A former City Council president and state legislator, Newton was convicted in 2005 of corruption related to his state Senate position and spent five years in federal prison.

His latest run-in with the law was related to a failed 2012 legislative comeback. Newton’s campaign collected the small contributions needed for him to qualify for $80,550 from Connecticut’s clean elections public campaign grants program.

He was later arrested and accused of submitting five contribution cards of $100 apiece to meet the grant program’s threshold that were signed by five people who had not actually given that money.

Newton was convicted in January 2015 of campaign finance fraud with a sentence of six months in prison. He was allowed to remain free during his ultimately successful appeal to the state Supreme Court, whose justices in October 2017 unanimously ordered a new trial after reviewing the nuances of whether Newton’s jury had received proper instructions.

And the prospect of that new trial had been hanging over Newton’s head ever since, even as voters returned him two years ago to the City Council and as he took a caseworker job with the downtown-based Career Resources nonprofit, aiding other felons.

Newton ultimately pleaded guilty Wednesday to a trio of felony campaign finance violations — the same charges he was convicted of back in 2015. The jury at that time had acquitted him of witness tampering.

Despite his guilty plea, Newton maintained he had done nothing wrong, and that any money issues were the responsibility of his 2012 campaign staff.

“I’ll take the responsibility,” he said. “That’s what (the court) is saying — that a candidate is responsible for whatever goes on in his campaign.”

But Kevin Shay, senior assistant state’s attorney for Middletown, on Thursday told Hearst Newton entered “a straight guilty plea” that he “knowingly and willfully violated state statute.”

“The court asked him if he agreed with those facts and accepted those facts, and he indicated ‘yes,’” Shay said.

Stawicki said he believes state prosecutors unfairly targeted Newton on the campaign finance issue.

“I see them going after Ernie and virtually nobody else,” the attorney said.

Shay said the case was referred by the State Elections Enforcement Commission and noted at the time he committed the campaign violations, Newton “was on federal probation for corruption charges (from) the last time he held office as a Senator.”
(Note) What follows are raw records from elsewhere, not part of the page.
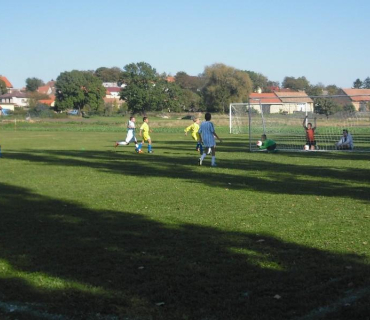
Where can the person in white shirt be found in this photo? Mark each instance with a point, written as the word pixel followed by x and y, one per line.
pixel 346 142
pixel 130 134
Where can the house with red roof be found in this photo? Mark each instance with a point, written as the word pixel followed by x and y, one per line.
pixel 269 102
pixel 281 102
pixel 9 86
pixel 360 98
pixel 14 99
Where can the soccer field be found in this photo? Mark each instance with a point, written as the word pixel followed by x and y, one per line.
pixel 92 232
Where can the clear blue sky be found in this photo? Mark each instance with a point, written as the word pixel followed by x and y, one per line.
pixel 325 40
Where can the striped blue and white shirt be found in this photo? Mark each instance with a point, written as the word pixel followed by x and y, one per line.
pixel 207 131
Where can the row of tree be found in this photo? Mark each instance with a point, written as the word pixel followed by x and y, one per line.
pixel 144 89
pixel 358 84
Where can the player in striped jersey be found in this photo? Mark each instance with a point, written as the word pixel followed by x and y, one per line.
pixel 194 129
pixel 207 137
pixel 130 134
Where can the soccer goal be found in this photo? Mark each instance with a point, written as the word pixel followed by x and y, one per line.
pixel 283 123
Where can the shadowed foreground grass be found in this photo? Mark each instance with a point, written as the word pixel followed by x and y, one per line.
pixel 88 232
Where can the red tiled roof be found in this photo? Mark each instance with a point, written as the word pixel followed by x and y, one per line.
pixel 358 94
pixel 43 89
pixel 113 89
pixel 285 90
pixel 111 100
pixel 264 98
pixel 48 102
pixel 296 96
pixel 7 82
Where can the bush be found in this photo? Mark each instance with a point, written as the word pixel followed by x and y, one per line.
pixel 349 108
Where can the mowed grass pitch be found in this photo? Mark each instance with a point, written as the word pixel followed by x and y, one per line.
pixel 90 232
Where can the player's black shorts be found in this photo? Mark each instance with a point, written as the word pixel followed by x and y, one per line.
pixel 311 143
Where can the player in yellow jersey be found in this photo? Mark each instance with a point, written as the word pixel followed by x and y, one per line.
pixel 144 133
pixel 194 128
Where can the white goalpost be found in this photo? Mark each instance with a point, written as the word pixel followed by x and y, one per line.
pixel 283 123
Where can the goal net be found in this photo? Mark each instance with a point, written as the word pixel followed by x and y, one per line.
pixel 283 123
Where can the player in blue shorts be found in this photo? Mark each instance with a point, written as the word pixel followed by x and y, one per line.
pixel 207 137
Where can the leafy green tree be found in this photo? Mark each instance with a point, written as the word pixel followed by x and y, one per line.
pixel 32 84
pixel 146 90
pixel 78 89
pixel 300 83
pixel 193 83
pixel 224 85
pixel 109 74
pixel 192 101
pixel 140 79
pixel 349 107
pixel 326 106
pixel 258 80
pixel 357 84
pixel 332 89
pixel 366 83
pixel 3 88
pixel 315 90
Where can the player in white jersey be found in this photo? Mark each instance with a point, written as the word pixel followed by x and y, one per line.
pixel 130 134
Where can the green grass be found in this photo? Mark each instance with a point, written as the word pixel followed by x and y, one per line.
pixel 88 231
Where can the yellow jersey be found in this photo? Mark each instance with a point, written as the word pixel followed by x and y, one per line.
pixel 194 128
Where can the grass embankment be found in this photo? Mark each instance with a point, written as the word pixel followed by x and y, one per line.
pixel 89 231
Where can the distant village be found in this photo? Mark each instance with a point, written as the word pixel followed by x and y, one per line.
pixel 278 100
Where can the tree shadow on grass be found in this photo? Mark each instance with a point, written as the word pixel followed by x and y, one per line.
pixel 67 259
pixel 263 176
pixel 334 155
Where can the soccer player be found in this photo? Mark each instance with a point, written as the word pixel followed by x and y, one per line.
pixel 267 144
pixel 310 134
pixel 144 133
pixel 130 134
pixel 346 142
pixel 207 137
pixel 194 128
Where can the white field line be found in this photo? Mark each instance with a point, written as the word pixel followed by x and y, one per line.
pixel 347 300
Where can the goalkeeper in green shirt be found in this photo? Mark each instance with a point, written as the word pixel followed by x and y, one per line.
pixel 266 144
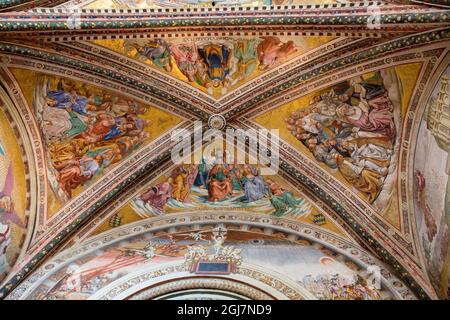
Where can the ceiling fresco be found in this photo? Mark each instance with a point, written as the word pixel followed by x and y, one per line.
pixel 351 129
pixel 149 4
pixel 216 65
pixel 363 122
pixel 87 130
pixel 14 203
pixel 431 178
pixel 210 187
pixel 316 271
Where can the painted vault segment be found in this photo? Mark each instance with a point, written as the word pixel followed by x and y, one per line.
pixel 352 130
pixel 87 130
pixel 14 196
pixel 211 187
pixel 432 185
pixel 216 65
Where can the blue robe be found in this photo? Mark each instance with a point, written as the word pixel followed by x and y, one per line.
pixel 254 188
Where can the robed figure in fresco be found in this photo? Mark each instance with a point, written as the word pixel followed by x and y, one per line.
pixel 218 60
pixel 350 128
pixel 8 216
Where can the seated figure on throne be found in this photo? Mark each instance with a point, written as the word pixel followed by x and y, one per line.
pixel 219 186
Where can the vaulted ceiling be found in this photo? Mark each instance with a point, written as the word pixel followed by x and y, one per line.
pixel 281 57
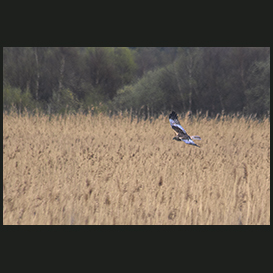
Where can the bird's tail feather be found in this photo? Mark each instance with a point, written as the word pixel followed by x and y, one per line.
pixel 195 137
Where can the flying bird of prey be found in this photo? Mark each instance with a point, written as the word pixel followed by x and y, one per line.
pixel 181 134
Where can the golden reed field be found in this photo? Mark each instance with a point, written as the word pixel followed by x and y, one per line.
pixel 101 170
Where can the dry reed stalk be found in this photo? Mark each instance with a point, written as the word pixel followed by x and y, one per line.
pixel 121 170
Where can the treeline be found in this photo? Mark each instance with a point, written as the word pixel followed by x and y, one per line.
pixel 60 79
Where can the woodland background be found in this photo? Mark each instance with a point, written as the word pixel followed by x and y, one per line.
pixel 144 80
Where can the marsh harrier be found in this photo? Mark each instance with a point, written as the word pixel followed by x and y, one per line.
pixel 181 134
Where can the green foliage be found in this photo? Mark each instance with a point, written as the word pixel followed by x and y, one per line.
pixel 63 101
pixel 61 79
pixel 15 97
pixel 258 93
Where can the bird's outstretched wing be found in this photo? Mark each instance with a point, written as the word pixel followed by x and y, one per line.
pixel 175 124
pixel 181 134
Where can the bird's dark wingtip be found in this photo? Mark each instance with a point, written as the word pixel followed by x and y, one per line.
pixel 173 115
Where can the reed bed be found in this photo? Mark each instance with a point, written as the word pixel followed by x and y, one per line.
pixel 120 170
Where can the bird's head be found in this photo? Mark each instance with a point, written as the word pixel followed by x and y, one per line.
pixel 177 138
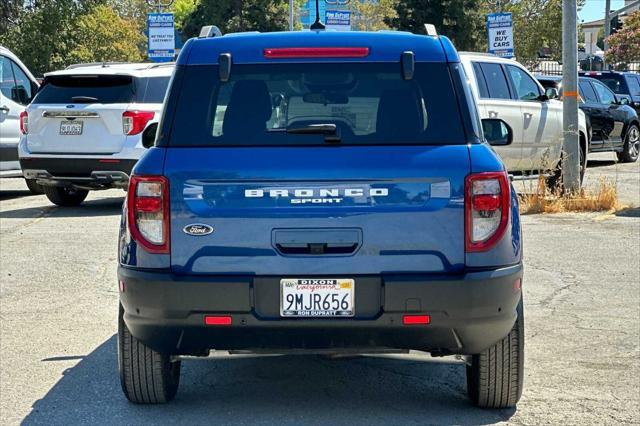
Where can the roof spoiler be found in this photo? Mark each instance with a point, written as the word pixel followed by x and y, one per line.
pixel 210 31
pixel 430 29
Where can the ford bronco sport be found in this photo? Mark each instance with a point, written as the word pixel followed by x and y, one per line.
pixel 321 192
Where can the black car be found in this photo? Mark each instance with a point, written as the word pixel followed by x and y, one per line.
pixel 623 84
pixel 614 124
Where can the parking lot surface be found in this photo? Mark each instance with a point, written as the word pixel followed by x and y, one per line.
pixel 58 307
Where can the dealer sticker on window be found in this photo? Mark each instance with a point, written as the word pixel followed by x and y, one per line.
pixel 314 297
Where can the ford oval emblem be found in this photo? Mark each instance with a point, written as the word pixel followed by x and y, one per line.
pixel 197 229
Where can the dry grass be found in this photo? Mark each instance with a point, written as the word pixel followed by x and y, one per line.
pixel 604 197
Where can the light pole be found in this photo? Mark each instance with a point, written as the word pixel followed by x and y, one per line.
pixel 571 146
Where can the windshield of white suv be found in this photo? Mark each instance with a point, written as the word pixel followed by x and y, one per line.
pixel 291 104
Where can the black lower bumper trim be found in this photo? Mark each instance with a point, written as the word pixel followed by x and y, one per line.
pixel 468 313
pixel 79 172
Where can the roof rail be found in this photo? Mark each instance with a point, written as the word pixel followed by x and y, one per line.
pixel 95 64
pixel 210 31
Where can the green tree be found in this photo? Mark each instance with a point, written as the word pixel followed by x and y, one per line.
pixel 102 35
pixel 372 15
pixel 238 15
pixel 457 19
pixel 624 45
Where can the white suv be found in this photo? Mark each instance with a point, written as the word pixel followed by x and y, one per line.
pixel 84 129
pixel 505 89
pixel 17 87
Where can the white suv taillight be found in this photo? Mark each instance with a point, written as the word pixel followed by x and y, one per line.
pixel 148 212
pixel 487 207
pixel 134 122
pixel 24 122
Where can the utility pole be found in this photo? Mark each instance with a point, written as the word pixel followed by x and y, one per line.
pixel 571 145
pixel 607 23
pixel 291 15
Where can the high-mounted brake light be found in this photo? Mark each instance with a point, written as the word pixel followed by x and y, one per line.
pixel 134 122
pixel 24 122
pixel 487 209
pixel 148 212
pixel 316 52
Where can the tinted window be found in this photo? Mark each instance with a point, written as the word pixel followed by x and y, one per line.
pixel 634 85
pixel 106 89
pixel 606 96
pixel 525 86
pixel 368 103
pixel 14 83
pixel 587 92
pixel 482 83
pixel 615 84
pixel 496 81
pixel 151 90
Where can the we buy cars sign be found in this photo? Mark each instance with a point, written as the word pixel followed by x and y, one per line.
pixel 500 29
pixel 161 37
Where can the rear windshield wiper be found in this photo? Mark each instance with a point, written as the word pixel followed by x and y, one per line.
pixel 329 130
pixel 83 99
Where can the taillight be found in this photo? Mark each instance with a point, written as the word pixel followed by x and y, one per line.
pixel 148 212
pixel 316 52
pixel 134 122
pixel 24 122
pixel 487 207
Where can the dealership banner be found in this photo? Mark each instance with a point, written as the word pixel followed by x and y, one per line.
pixel 500 31
pixel 161 35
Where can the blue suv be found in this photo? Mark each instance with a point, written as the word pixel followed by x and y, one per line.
pixel 321 192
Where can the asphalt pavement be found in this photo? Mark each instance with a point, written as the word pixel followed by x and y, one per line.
pixel 58 307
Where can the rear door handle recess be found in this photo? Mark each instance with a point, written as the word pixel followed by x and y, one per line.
pixel 301 242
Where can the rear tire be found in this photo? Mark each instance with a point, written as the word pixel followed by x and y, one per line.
pixel 495 377
pixel 146 376
pixel 34 187
pixel 631 147
pixel 65 196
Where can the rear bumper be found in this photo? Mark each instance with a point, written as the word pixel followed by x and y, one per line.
pixel 78 172
pixel 469 313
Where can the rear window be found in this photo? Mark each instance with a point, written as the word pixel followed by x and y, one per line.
pixel 106 89
pixel 614 83
pixel 368 103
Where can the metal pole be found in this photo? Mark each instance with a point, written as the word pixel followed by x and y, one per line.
pixel 571 146
pixel 290 15
pixel 607 26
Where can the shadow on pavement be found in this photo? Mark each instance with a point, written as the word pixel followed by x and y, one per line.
pixel 101 207
pixel 600 163
pixel 270 390
pixel 14 193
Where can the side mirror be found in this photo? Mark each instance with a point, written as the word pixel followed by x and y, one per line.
pixel 552 93
pixel 149 135
pixel 497 132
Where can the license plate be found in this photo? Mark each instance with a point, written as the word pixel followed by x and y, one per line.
pixel 312 297
pixel 71 127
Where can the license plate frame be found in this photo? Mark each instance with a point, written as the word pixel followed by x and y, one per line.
pixel 71 127
pixel 342 288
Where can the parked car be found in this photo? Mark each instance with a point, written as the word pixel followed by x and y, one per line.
pixel 503 88
pixel 614 124
pixel 623 84
pixel 17 88
pixel 309 192
pixel 83 130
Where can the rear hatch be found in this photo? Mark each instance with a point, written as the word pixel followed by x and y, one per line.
pixel 341 169
pixel 80 114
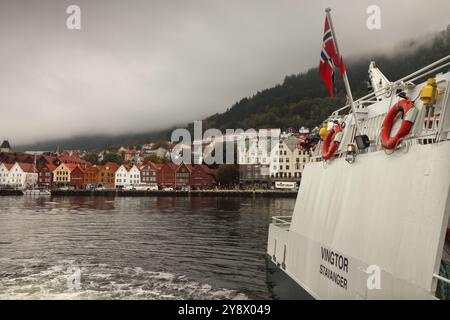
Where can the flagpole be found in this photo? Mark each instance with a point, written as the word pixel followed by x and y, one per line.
pixel 344 75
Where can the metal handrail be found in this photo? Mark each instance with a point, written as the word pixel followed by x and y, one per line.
pixel 421 72
pixel 282 220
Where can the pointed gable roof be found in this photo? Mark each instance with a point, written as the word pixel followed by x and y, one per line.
pixel 27 167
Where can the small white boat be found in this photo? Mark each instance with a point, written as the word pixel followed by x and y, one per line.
pixel 37 192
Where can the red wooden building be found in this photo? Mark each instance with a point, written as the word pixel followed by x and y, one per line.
pixel 183 175
pixel 150 173
pixel 167 175
pixel 76 176
pixel 203 177
pixel 45 175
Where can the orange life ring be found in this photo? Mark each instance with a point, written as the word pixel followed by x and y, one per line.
pixel 331 144
pixel 406 107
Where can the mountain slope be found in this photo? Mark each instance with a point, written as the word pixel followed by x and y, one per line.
pixel 301 100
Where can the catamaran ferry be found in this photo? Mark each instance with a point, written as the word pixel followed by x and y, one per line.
pixel 371 218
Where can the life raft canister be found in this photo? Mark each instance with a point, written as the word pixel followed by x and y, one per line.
pixel 406 108
pixel 332 141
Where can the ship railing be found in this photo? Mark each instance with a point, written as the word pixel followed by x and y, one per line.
pixel 282 221
pixel 443 279
pixel 431 68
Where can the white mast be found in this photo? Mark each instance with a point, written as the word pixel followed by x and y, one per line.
pixel 344 75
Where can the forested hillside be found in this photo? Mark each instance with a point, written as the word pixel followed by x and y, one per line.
pixel 301 100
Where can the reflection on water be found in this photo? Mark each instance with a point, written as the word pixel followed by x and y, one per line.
pixel 135 248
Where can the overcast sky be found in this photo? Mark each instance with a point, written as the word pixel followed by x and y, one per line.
pixel 144 65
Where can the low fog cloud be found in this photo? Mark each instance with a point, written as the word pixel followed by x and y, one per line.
pixel 146 65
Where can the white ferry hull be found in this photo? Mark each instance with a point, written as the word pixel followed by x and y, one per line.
pixel 342 231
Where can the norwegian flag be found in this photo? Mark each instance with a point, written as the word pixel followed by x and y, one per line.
pixel 329 59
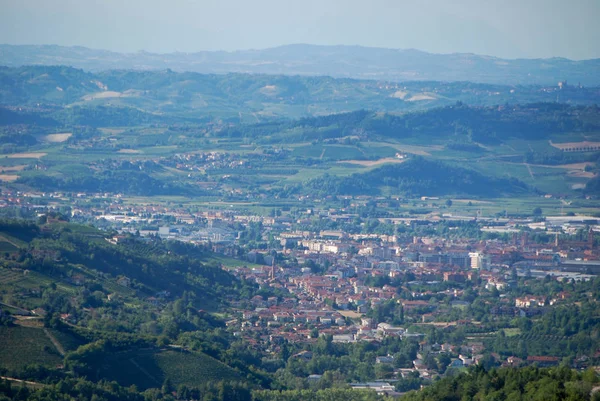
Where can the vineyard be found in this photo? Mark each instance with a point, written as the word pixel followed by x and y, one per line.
pixel 149 368
pixel 22 346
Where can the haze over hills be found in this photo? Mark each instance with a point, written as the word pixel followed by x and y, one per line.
pixel 336 61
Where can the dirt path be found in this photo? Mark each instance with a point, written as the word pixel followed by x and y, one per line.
pixel 32 384
pixel 57 345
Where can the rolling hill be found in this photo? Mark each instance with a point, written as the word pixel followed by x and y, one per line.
pixel 396 65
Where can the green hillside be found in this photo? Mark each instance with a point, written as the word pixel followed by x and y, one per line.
pixel 23 346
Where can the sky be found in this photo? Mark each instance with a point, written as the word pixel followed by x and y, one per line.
pixel 501 28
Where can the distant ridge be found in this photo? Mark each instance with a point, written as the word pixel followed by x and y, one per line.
pixel 311 60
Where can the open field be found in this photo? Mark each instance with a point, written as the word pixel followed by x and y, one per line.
pixel 32 155
pixel 584 146
pixel 371 163
pixel 22 346
pixel 8 177
pixel 7 169
pixel 149 368
pixel 57 138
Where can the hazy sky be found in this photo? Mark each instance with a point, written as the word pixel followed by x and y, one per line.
pixel 503 28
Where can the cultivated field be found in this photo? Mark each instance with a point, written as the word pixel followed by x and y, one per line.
pixel 32 155
pixel 57 138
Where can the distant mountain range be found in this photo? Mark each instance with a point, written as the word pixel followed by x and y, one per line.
pixel 311 60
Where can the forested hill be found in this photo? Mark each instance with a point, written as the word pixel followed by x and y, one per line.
pixel 458 123
pixel 164 95
pixel 525 384
pixel 62 250
pixel 339 61
pixel 417 177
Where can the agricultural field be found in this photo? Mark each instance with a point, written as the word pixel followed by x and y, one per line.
pixel 150 368
pixel 22 346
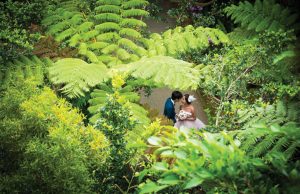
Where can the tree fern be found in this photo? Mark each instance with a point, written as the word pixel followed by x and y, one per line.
pixel 165 71
pixel 24 68
pixel 262 15
pixel 280 112
pixel 269 129
pixel 77 76
pixel 258 141
pixel 178 40
pixel 99 97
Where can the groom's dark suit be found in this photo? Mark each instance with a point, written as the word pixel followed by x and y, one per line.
pixel 169 110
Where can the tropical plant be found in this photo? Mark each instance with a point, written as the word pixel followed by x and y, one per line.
pixel 210 165
pixel 180 40
pixel 263 15
pixel 17 19
pixel 48 47
pixel 109 36
pixel 77 75
pixel 99 98
pixel 47 142
pixel 115 121
pixel 24 68
pixel 164 71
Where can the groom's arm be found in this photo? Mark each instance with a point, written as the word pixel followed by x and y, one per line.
pixel 170 112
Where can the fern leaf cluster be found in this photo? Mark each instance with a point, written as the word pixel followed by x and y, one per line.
pixel 119 24
pixel 280 113
pixel 262 140
pixel 165 71
pixel 180 40
pixel 99 97
pixel 77 76
pixel 24 68
pixel 270 129
pixel 262 15
pixel 113 20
“This was never anything other than an attempt to uphold the integrity of the Citizen’s Election Program,” Shay said.

He added there were a variety of reasons the state chose not to re-try Newton, including the fact that the witnesses — the so-called “straw donors” who had supposedly given Newton’s campaign the contributions — had been difficult to locate five years ago.

“Many of them were indigent,” Shay said. “Add to that the fact everybody’s memories are five years older.”

Meanwhile, state legislators have gone back and forth on campaign finance law and whether the crimes Newton stood accused of should merit incarceration.

Based on those factors and others, Shay said, the practical question became, “How much more is the state going to spend trying to ensure Mr. Newton goes to jail for six months? ... These are never easy calls.”

Shay also noted that Newton and Stawicki argued Newton has been “engaged in some positive things in the community.”

Newton returned to the City Council in 2017 after winning that summer’s party primary, and is currently seeking another two-year-term. He does not have a primary challenger.

Newton is well-known for his colorful suits, wearing brimmed hats and for making Biblical references. After appearing in court Wednesday, he compared himself to Job — a religious figure who faced harsh trials in life — and also paraphrased a quote from Ecclesiastes.

“The race isn’t give to the swift — make sure you write this — nor the strong,” Newton told Hearst. “But to him that endures to the end.”